Lenders are offering mortgages to buy-to-let landlords without requiring any minimum rental cover or proof of income, even though returns have sunk to record lows in the 10-year-old market.

Other lenders are offering buy-to-let mortgage loans of up to £20m to help people build up property empires, prompting fears of a bubble in the popular market.

Multi-million pound loans are being offered to people on modest salaries. Some lenders have begun to offer mortgages to people with poor credit histories, even considering those having just emerged from bankruptcy.

The relaxation of lending criteria comes as landlords struggle to cover their mortgage payments amid higher interest rates and rents that have lagged property prices in recent years.

Alex Potter, an analyst at Collins Stewart, said: “It is worrying that the market is becoming more disorderly just as we move towards the top of the property cycle. The case for buy-to-let has been made on low loans-to-value and solid rental cover. It is a concern that these are slipping and lenders are becoming more aggressive just as borrowers are dealing with interest rate rises and inflation surprises.”

The average annual “net yield” on residential property – rent as a proportion of the building’s cost – is as low as 3.5 per cent.

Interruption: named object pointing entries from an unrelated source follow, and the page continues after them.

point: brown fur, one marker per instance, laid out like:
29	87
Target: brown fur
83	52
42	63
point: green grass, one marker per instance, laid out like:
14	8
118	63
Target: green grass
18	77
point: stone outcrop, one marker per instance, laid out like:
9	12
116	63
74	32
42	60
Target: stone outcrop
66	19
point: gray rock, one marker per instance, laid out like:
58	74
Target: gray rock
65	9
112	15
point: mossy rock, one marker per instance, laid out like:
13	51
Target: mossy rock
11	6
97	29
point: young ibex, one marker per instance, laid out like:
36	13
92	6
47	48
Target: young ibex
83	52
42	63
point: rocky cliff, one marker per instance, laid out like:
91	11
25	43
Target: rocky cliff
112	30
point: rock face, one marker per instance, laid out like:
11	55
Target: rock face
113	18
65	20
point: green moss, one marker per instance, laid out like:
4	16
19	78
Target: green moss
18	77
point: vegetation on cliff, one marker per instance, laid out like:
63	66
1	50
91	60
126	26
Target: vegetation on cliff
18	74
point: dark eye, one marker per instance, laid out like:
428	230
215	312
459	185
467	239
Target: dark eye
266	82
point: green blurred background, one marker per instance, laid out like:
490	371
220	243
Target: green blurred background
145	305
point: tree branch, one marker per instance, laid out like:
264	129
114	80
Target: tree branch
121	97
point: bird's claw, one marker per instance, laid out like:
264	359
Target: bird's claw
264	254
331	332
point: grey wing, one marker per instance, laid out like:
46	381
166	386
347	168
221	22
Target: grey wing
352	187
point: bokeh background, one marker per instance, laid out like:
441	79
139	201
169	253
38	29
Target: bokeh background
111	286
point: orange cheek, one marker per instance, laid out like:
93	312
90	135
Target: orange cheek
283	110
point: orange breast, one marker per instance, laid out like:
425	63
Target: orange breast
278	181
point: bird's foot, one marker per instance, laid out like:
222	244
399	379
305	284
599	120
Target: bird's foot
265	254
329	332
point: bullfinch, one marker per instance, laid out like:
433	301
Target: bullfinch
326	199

Despite this, one lender, Bank of Ireland, last month lifted its ceiling on the amount of loans it will advance to any one landlord from £2.5m to £20m. The bank says this is aimed at the professional landlord with five properties or more.

Others such as Edeus will lend up to £10m, and Mortgage Express, part of Bradford & Bingley, has lifted its lending limit on property portfolios from £2m to £5m per customer. Woolwich will allow borrowers to build a portfolio up to £5m with loans on individual properties of up to £2.5m.

Lending rules are slackening because banks are facing greater competition – 20 new lenders have entered the mortgage market since 2004, many offering buy-to-let.

Borrowers took out a record 330,300 buy-to-let loans worth £38.4bn last year, up 57 per cent on 2005. Data from the Council of Mortgage Lenders show there were 849,000 outstanding buy-to-let mortgages worth £94.8bn at the end of 2006.

Many lenders have also broken previous rules that they would lend only if gross rent covered mortgage interest payments by 130 per cent. This aims to buffer landlords against periods when the property is unlet and to cover costs such as maintenance.

Lenders are now offering loans to landlords with only 100 per cent gross rental cover. Others like Cheltenham & Gloucester, part of Lloyds TSB, are prepared to lend on salary rather than on rental cover.